Among the things that have carried me through my pushes to write, publish, support other writers, and teach has been the support of having an action buddy (aka action partner). We’re both goal-oriented people, full of visions with the chops to carry them out. It happens with greater ease by having a consistent partner who serves as a reminder of our progress.

A shout out to Ashton Cynthia Clarke, whose essay “The Miseducation of a Negro Girl” appeared in These Black Bodies AreA Blacklandia Anthology edited by Romaine Washington and published by Inlandia Books.

Congratulations to Andrea Auten, whose essay “Widowed Words” appeared in Emerge Literary Journal.

Any time I visit the Pacific northwest, I think of my leathery Theatre Movement professor.
With her long, straight Alexander-method limbs, arms stretched forward, bent like a footballer ready for the snap, she once told our class a tale.
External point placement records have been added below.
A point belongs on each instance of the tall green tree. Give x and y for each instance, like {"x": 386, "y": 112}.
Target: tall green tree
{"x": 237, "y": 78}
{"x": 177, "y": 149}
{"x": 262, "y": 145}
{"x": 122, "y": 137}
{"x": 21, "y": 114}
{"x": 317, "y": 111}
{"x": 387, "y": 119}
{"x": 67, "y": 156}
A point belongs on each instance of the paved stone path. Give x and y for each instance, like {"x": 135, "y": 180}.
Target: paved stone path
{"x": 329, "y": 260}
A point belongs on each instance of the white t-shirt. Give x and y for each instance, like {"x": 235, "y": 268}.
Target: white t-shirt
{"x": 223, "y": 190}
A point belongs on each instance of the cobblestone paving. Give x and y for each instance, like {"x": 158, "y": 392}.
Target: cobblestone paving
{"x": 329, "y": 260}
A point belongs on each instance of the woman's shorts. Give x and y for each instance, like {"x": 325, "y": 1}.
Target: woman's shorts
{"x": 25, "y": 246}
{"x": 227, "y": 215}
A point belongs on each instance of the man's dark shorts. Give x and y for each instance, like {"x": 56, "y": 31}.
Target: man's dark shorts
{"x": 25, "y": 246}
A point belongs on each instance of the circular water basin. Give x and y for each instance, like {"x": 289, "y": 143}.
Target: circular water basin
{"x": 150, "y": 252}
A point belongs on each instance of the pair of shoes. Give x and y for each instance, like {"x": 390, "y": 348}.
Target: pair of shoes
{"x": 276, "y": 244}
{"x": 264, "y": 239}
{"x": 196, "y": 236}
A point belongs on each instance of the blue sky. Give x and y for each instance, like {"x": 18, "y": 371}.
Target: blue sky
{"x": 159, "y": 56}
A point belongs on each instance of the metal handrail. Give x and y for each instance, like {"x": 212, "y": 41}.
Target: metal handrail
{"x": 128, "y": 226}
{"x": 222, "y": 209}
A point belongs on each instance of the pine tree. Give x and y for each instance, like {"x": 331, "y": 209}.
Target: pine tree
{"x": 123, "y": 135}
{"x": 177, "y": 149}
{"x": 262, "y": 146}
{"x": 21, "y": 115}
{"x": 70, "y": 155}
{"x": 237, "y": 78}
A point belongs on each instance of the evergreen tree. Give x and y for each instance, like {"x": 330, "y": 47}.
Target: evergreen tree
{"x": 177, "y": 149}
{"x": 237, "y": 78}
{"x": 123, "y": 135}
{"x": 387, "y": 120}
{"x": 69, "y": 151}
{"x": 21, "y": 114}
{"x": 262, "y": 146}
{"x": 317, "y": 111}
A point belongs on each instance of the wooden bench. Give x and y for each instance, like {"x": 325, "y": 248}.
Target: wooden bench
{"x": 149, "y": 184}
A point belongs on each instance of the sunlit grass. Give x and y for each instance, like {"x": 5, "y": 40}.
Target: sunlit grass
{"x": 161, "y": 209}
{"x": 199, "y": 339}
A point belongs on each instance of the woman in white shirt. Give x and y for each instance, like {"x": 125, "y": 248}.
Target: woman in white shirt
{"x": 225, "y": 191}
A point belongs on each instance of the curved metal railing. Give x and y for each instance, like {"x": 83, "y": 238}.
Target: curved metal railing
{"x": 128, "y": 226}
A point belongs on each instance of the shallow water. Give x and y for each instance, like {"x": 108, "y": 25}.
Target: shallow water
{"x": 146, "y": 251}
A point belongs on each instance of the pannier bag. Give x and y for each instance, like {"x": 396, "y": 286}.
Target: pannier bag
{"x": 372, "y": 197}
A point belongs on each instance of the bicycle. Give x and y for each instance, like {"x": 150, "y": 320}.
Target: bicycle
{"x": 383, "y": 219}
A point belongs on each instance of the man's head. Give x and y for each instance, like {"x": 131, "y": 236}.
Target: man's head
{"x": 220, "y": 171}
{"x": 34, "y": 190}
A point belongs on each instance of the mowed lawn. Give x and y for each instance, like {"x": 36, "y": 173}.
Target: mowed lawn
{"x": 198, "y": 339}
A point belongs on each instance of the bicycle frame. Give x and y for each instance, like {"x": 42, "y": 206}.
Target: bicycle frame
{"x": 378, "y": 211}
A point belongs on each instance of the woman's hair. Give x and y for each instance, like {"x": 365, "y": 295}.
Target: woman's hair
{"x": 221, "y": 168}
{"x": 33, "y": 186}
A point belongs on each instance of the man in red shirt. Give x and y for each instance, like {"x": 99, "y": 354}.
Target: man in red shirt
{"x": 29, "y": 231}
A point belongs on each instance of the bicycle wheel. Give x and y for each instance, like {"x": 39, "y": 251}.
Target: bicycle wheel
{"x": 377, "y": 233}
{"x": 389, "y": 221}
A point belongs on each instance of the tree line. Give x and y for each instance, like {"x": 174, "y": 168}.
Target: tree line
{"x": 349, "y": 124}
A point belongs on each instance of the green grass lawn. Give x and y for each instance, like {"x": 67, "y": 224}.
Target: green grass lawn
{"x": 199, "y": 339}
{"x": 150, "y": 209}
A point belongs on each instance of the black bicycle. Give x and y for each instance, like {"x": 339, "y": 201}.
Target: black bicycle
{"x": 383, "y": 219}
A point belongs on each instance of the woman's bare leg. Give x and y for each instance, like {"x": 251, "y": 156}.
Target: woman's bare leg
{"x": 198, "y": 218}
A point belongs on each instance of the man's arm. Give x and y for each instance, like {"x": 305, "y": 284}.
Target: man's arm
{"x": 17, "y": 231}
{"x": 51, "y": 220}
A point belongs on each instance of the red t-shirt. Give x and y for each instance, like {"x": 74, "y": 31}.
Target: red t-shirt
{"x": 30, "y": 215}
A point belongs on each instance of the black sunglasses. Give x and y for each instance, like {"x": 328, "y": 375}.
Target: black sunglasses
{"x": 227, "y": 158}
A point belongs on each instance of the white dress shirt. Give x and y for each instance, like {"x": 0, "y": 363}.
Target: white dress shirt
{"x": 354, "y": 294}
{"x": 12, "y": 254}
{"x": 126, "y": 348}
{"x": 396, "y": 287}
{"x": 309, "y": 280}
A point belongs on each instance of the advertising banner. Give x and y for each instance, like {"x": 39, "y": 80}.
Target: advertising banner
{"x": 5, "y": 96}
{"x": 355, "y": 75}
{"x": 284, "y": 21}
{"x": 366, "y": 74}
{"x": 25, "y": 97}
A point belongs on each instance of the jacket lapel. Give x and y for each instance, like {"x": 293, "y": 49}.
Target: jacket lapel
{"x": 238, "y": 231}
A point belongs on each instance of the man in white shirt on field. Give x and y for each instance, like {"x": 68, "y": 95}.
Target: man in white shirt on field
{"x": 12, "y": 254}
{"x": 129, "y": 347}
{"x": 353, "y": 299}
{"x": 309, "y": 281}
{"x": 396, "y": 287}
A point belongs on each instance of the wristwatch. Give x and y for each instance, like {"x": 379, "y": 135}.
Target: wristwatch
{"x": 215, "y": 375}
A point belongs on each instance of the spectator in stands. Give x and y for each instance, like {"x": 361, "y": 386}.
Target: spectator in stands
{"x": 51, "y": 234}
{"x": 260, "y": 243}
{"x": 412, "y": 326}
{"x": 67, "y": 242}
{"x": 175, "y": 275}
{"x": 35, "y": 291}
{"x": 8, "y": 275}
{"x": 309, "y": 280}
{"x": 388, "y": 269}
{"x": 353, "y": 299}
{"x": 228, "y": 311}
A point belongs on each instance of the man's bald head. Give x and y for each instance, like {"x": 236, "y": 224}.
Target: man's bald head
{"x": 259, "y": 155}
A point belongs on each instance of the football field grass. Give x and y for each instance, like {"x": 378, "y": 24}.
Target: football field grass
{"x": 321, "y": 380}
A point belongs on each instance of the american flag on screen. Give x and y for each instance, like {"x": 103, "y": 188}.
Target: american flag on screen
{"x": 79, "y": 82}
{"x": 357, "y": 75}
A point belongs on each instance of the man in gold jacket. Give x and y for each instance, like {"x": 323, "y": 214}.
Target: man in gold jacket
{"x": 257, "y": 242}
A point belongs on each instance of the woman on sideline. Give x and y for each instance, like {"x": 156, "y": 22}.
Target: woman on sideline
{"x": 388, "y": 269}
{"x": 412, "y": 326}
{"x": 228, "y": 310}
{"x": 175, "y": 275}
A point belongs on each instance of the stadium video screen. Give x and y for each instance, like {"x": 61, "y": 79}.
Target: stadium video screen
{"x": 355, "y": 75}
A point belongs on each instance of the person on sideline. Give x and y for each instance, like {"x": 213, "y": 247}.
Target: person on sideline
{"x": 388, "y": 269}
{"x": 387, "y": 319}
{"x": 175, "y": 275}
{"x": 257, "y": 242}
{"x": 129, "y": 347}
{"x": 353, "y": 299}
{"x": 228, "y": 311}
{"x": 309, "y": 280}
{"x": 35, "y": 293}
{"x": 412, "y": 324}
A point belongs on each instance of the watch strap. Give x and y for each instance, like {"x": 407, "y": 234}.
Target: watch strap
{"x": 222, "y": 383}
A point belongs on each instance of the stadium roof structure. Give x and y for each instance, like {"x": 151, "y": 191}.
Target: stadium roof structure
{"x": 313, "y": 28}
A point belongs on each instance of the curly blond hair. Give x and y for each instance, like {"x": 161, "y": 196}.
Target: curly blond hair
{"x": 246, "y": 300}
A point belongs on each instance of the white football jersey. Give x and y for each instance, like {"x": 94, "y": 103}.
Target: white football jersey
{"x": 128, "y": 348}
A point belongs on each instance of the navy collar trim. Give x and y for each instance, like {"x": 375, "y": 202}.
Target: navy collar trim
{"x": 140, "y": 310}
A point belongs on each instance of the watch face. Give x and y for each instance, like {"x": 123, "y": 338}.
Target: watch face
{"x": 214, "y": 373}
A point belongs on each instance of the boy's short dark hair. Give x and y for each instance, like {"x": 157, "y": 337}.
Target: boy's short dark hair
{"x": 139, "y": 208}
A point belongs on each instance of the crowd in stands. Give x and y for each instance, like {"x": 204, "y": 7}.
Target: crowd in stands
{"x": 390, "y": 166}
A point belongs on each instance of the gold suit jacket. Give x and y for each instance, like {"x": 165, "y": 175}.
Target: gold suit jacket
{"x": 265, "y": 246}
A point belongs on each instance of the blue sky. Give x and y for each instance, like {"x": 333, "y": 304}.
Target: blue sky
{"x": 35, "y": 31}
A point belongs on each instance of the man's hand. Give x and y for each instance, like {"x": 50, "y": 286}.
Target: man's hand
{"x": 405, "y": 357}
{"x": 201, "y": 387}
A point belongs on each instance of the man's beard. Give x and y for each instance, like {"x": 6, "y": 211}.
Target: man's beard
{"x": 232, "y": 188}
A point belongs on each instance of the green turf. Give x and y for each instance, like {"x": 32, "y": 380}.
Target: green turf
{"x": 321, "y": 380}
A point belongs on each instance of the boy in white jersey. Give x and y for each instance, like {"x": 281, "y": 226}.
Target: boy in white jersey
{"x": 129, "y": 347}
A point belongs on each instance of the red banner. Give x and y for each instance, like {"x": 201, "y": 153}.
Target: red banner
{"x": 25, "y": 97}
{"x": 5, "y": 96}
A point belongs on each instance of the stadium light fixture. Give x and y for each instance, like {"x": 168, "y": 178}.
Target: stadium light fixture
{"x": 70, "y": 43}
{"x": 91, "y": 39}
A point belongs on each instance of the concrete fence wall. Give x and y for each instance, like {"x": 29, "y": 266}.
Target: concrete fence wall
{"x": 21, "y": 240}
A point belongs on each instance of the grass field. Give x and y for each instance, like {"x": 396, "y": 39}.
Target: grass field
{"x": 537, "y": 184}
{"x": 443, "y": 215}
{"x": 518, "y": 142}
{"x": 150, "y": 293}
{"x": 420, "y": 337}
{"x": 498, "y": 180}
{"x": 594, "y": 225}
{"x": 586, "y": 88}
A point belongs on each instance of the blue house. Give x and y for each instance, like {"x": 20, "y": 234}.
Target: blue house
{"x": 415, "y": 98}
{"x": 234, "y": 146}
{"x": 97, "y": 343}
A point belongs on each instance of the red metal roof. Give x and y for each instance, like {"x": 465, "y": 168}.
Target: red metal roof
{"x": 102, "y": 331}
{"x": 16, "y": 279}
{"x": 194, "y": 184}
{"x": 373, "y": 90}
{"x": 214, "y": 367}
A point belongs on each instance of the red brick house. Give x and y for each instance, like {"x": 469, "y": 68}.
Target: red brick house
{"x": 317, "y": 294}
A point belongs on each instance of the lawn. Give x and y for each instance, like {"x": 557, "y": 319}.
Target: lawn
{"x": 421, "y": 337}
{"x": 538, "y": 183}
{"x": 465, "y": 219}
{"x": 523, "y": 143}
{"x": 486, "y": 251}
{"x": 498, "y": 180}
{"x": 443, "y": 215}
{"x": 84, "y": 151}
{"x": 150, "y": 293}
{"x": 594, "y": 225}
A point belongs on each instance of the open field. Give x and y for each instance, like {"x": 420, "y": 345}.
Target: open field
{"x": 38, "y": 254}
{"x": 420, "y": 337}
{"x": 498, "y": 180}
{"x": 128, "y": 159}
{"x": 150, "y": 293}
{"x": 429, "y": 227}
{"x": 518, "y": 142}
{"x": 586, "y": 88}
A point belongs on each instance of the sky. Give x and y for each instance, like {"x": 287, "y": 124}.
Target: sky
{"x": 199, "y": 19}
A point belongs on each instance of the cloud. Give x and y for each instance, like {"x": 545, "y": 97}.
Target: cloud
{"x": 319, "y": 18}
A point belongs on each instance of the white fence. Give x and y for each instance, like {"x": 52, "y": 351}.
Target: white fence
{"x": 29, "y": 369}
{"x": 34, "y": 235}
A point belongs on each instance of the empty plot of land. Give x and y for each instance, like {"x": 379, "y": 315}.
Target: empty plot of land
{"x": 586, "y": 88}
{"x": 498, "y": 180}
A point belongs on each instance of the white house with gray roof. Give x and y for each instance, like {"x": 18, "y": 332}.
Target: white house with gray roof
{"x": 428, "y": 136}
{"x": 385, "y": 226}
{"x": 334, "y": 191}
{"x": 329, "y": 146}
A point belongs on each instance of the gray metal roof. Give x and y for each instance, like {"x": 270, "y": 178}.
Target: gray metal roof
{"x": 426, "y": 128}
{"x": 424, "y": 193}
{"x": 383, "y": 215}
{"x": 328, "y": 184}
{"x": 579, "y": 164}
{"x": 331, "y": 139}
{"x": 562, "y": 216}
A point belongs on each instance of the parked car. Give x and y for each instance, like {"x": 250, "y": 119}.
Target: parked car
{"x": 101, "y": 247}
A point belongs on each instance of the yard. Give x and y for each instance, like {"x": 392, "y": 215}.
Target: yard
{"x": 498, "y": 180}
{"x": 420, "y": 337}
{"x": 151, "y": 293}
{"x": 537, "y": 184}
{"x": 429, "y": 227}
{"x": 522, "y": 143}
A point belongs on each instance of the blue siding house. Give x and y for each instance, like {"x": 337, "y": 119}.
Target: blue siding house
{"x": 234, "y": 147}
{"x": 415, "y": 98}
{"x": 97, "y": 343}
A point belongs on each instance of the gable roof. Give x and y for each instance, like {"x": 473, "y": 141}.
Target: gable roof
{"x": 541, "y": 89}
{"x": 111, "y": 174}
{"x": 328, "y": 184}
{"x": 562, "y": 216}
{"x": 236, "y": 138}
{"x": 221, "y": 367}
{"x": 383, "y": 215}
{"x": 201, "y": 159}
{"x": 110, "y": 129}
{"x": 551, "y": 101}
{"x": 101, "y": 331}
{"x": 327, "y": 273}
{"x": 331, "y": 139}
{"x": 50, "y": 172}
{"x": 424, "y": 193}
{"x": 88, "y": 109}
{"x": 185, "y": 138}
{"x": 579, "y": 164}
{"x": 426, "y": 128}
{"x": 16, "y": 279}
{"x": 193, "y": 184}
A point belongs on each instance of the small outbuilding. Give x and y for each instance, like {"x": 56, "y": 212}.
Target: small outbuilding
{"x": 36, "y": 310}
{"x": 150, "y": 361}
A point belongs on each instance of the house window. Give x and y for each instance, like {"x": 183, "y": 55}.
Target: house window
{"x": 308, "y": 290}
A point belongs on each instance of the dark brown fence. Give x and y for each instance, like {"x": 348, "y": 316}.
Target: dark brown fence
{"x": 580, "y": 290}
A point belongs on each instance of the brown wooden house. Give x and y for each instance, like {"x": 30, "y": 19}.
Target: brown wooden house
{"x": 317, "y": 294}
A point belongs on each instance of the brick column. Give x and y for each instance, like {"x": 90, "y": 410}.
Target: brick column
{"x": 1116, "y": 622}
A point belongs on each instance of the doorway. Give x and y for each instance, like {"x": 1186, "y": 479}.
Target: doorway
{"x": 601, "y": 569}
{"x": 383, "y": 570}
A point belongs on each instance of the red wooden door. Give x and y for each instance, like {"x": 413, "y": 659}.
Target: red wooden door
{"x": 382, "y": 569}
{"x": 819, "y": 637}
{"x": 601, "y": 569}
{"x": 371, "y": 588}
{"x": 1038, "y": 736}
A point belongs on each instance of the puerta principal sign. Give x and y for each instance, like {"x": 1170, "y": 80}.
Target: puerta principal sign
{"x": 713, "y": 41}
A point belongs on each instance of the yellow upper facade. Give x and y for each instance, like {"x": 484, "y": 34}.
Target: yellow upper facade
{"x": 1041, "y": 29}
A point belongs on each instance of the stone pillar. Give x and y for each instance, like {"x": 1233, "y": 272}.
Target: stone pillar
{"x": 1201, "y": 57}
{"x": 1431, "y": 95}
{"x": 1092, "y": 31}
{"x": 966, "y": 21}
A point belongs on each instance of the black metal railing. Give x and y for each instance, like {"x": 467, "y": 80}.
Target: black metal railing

How she lived here on some water trimmed land, tended crops, performed A Moon for the Misbegotten and raised goats. One night, screaming called her to the water’s edge. A wolf had ahold of a goat. Dr. Mary stormed the beach, grabbed it back from great jaws, and delivered the goat to safety. She stared us down, dramatically paused, and said, “I really loved that goat.”

I’m baffled by what stays in our minds— a rolodex of recall.